Showing evidence of progressive kidney injury and lack of urine production, she started hemodialysis and delivered a healthy baby via emergency cesarean section.
“Over the ensuing days postpartum, she showed no evidence of kidney recovery and remained hemodialysis dependent,” the researchers noted. However, her platelet levels began to increase.
The fact that symptoms continued after delivery and weren’t related to liver problems made the team suspect aHUS over other TMA types. Examining a kidney sample and performing genetic testing helped them confirm the diagnosis.
This case emphasizes the importance of maintaining a high index of suspicion for complement-mediated TMA in pregnant patients with severe kidney dysfunction.

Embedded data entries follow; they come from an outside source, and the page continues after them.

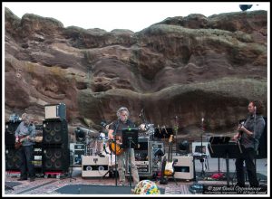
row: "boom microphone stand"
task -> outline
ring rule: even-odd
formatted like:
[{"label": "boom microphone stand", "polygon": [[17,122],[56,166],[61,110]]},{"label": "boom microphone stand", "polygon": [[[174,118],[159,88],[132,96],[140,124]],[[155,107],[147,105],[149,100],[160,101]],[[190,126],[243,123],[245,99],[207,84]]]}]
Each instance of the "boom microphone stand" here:
[{"label": "boom microphone stand", "polygon": [[256,143],[256,140],[255,140],[255,133],[256,133],[255,128],[256,128],[256,106],[254,107],[253,145],[254,145],[254,150],[255,150],[255,156],[255,156],[255,158],[254,158],[255,172],[257,172],[256,158],[257,158],[257,149],[255,149],[255,143]]},{"label": "boom microphone stand", "polygon": [[115,135],[115,137],[114,137],[114,151],[115,151],[115,174],[114,174],[114,177],[115,177],[115,186],[117,186],[117,164],[116,164],[116,160],[117,160],[117,155],[116,155],[116,132],[117,132],[117,129],[118,129],[118,127],[119,127],[119,124],[120,124],[120,118],[118,119],[118,123],[115,127],[115,129],[114,129],[114,135]]},{"label": "boom microphone stand", "polygon": [[201,177],[204,178],[205,175],[205,172],[204,172],[204,158],[203,158],[203,133],[204,133],[204,118],[202,118],[201,120],[201,156],[200,156],[200,162],[201,162],[201,166],[202,166],[202,170],[201,170]]}]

To treat aHUS, the woman began receiving Soliris five weeks after the first symptoms emerged. She later transitioned to Ultomiris.
About a month after starting complement inhibition, her symptoms and blood tests had largely resolved. She was then able to stop receiving hemodialysis.
“This underscores that dialysis dependence should not preclude initiation of complement blockade,” the team wrote.
It also supports the idea that a delayed start to complement inhibition can still help promote recovery in aHUS.
Additionally, the woman’s case has implications for diagnosis, according to the researchers.
“This case emphasizes the importance of maintaining a high index of suspicion for complement-mediated TMA in pregnant patients with severe kidney dysfunction,” they wrote.